Every part of this architecture is necessary to unlock these capabilities. Without intelligent models, the system cannot reason over search strategy. Without sandboxes, models are forced into serial I/O and inefficient token-space processing. And without an atomized search stack, the model has nothing to orchestrate. SaC works because reasoning, deterministic compute, and I/O are jointly designed to accentuate each layer's strengths.

This codesign can be taken even further through the development of continual improvement loops. For instance, the Agentic Search SDK and SaC Agent Skills could be jointly optimized in a common autoresearch loop. More ambitiously, models can be trained to take advantage of low-level search primitives exposed as an SDK. One might even try coevolving SDK design during the model training process itself. We look forward to pursuing more aggressive codesign strategies in future work.

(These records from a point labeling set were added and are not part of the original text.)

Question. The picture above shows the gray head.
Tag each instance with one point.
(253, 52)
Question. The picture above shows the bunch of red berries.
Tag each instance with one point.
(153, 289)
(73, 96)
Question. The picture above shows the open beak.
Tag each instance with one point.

We built SaC to allow models to control the search process, rather than merely consume its results. Our results prove the power of this control: SaC advances both absolute performance and the cost-performance frontier on knowledge-intensive agent benchmarks. We're excited to bring SaC's capabilities to our users, starting today with Perplexity Computer and Agent API. We will continue to optimize the SaC architecture across all layers of the stack to ensure our users (and the agents serving them) have the most powerful and efficient search capabilities possible.